“And they’ve about all the escaping they want,” I said. “Why not give them a change of treatment? Take them aboard, and deal gently with them. Whatever they have done they have been hounded into doing.”

“By me?”

“By you,” I answered steadily. “And I give you warning, Wolf Larsen, that I may forget love of my own life in the desire to kill you if you go too far in maltreating those poor wretches.”

“Bravo!” he cried. “You do me proud, Hump! You’ve found your legs with a vengeance. You’re quite an individual. You were unfortunate in having your life cast in easy places, but you’re developing, and I like you the better for it.”

His voice and expression changed. His face was serious. “Do you believe in promises?” he asked. “Are they sacred things?”

“Of course,” I answered.

“Then here’s a compact,” he went on, consummate actor. “If I promise not to lay my hands upon Leach will you promise, in turn, not to attempt to kill me?”

“Oh, not that I’m afraid of you, not that I’m afraid of you,” he hastened to add.

I could hardly believe my ears.

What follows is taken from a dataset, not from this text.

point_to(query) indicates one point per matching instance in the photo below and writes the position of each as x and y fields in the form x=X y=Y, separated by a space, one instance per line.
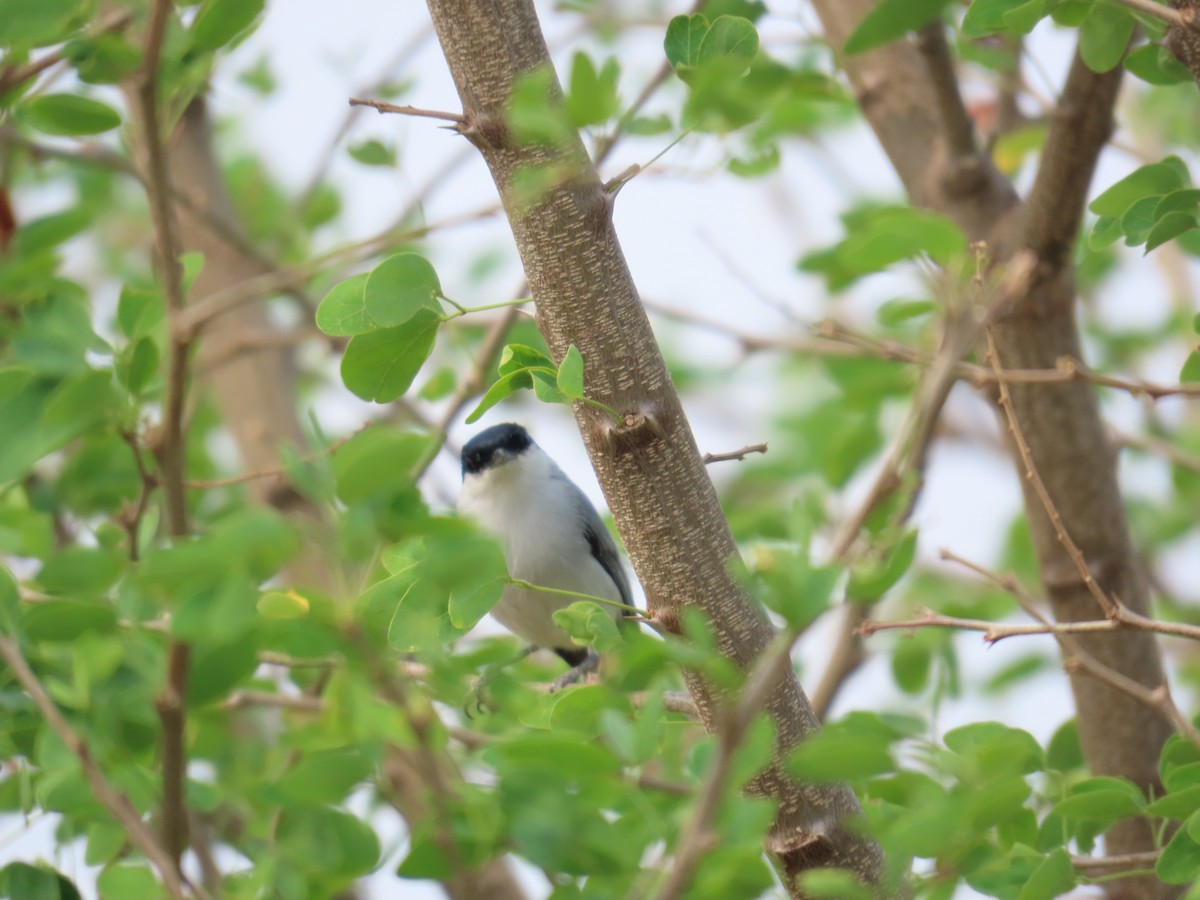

What was coming over the man?

“Is it a go?” he asked impatiently.

“A go,” I answered.

His hand went out to mine, and as I shook it heartily I could have sworn I saw the mocking devil shine up for a moment in his eyes.

We strolled across the poop to the lee side. The boat was close at hand now, and in desperate plight. Johnson was steering, Leach bailing. We overhauled them about two feet to their one. Wolf Larsen motioned Louis to keep off slightly, and we dashed abreast of the boat, not a score of feet to windward. The Ghost blanketed it. The spritsail flapped emptily and the boat righted to an even keel, causing the two men swiftly to change position. The boat lost headway, and, as we lifted on a huge surge, toppled and fell into the trough.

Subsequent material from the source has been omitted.